Preparations can be directly registered under a specified version. In this case, the entered molecule structure is neglected (if available), and only the preparation (lot) related info is registered as a new preparation under the version.
If a difference between two compounds cannot be described in their molecular structure, the Chemically Significant Text (CST) field can be used to provide structural data, which forces the structure to be unique. It is very useful in case of registering compounds with no structural information (yet), or if the privileged user wants to register the same structure under a different registration ID.
ChemAxon Compound Registration does support registration of compounds without structure and without CST. These structure types are referred as "No structure". In this case new parent IDs will be allocated for each registered lot that has no structure and no CST, but there is always an option to register a preparation directly under a version specified by its CN.
ChemAxon Compound Registration does support four types of multi-component compounds. These are referred as alternates, mixtures, formulations and polymers. Alternate means that the structure is one of the several drawn structures, but it is not known which one. Mixture composition is represented by %-ranges, while formulations have exact composition information. Polymers are generated structures based on configurable reaction "rules" that are set between the monomers.
Compound Registration also supports Markush structures. "Small" Markush libraries can be registered successfully, as all the other additional chemical databases using JChem can certainly support Markush structures. The list of supported Markush features include R-groups, link nodes, atom lists, position variation, repeating units with repetition ranges, homology groups.
Successfully registered compounds are stored in the registry, and a downstream service can transfer them to other corporate database(s), incorporating additional data as required.
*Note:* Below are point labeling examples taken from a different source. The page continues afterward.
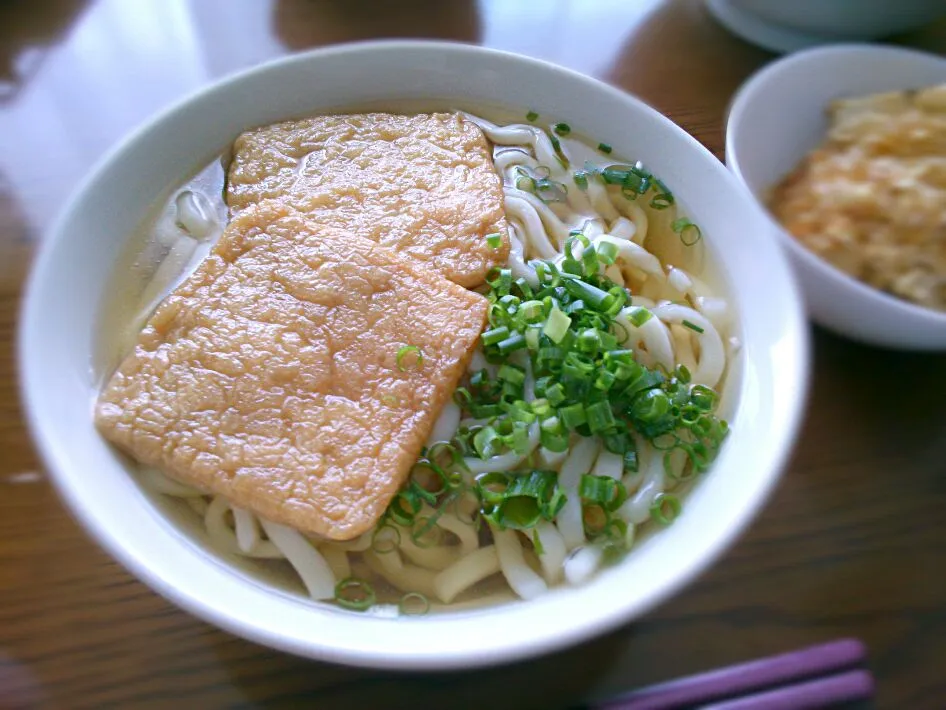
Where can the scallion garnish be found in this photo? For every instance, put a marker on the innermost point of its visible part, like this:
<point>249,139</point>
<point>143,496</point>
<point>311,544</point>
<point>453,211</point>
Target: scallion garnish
<point>409,357</point>
<point>665,508</point>
<point>573,378</point>
<point>559,153</point>
<point>413,604</point>
<point>519,501</point>
<point>607,492</point>
<point>356,594</point>
<point>689,233</point>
As it is already described above, it is possible to have a corporate database, where the compound registry related data is stored in dedicated tables (read-only for a normal user), while additional data is stored in other data tables.
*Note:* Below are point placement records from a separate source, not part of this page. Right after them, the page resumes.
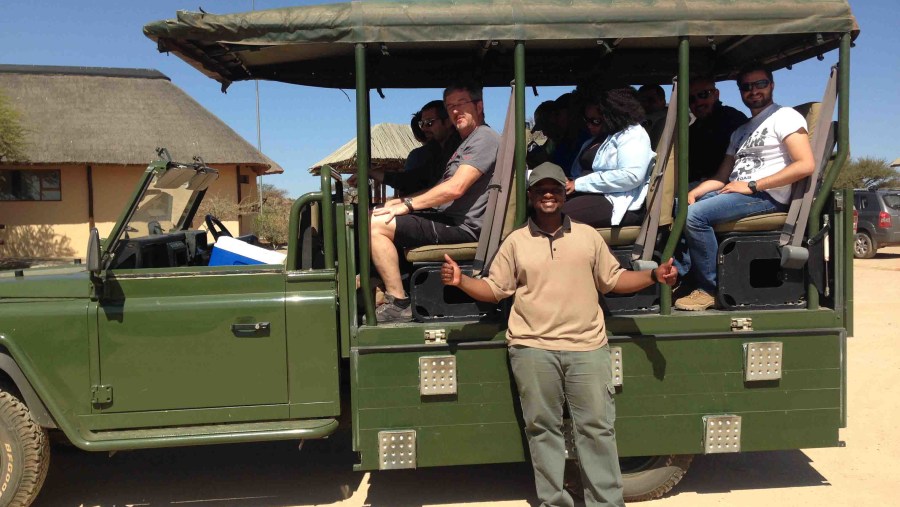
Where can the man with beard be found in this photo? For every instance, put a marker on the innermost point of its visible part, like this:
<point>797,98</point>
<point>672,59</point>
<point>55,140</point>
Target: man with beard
<point>460,197</point>
<point>765,156</point>
<point>558,349</point>
<point>711,131</point>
Privileged users can amend (modify) any compound or its related data in the registry using the Details page of the Compound Registration web client. All amendment steps are audited, and the complete history of changes is available for each entity, from any level of the tree.
External IDs or alternative names can be stored in additional data tables that can be specified on each (parent, version and lot) level.
User management can use the company's central LDAP/AD system (if exists), or its own integrated user management. In both cases the roles can be customized in order to access only specific parts of the registry and to do only limited actions (e.g. a specific user group cannot register from the staging area, or cannot create a new version of the same tree).